In order to ensure that as much of the debris and necrotic material as possible is removed, the irrigant is typically applied under pressure using a syringe and a needle inserted into the canal in prior art procedures. However, as reported in Endodontics, 5th Edition, by John I Ingle and Leif K Bakland published June 2002, pages 502-503, it is important that the needle fit loosely in the canal to allow backflow. It is also reported that there is little flushing beyond the depth of the needle unless the needle is bound in the canal as any irrigant forcibly ejected is undesirable. However, unless the end of the needle is near the apex, the portion of the canal from the apex to the end of the needle cannot be effectively irrigated. But placing the end of the needle near the apex increases the likelihood of the irrigant, which is applied under pressure, entering the periapical tissue. Furthermore, if a significant quantity of an irrigant like sodium hypochlorite is accidentally injected into the periapical tissue, complication can occur including pain, immediate swelling (ballooning) of the tissue and bleeding.

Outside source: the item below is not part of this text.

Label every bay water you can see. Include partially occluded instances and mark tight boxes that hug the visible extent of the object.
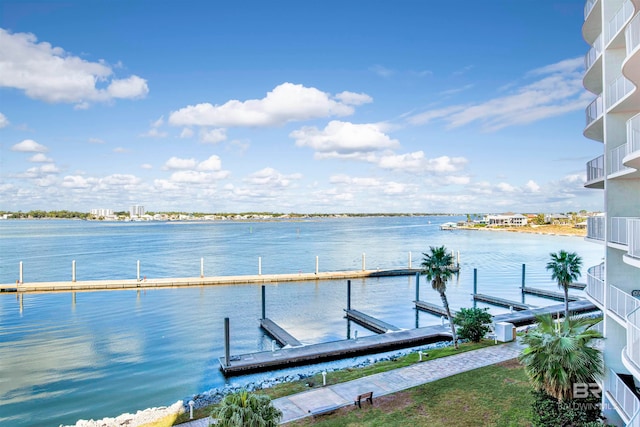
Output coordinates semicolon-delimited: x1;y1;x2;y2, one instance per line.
0;216;602;427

Existing techniques does not completely solve the problem above. Even the tip of the smallest needles that deliver irrigants under pressure must be kept a safe distance (approximately 4-6 mm) away from the apex in order to avoid accidentally forcing irrigants into the periapical tissue. This safety issue most often results in having an area or zone between the apex and needle tip devoid of irrigant. Use of an instrument to force the irrigant through this zone towards the apex is very time consuming and also does not guarantee that the irrigant has flushed the canal all the way to the apex without going too far. Another problem is that very small needles can easily become clogged with larger debris particles.

The present invention attempts to address this problem by using novel cannula constructions to get closer to the apex while still able to remove larger debris particles.

SUMMARY OF THE INVENTION

The present invention addresses the prior art problems of inadequate delivery of the irrigant to the apex of the canal resulting in an incomplete cleaning of the canal, penetration of the irrigant past the apex into the periapical tissue resulting in treatment complications, and also minimize clogging problems.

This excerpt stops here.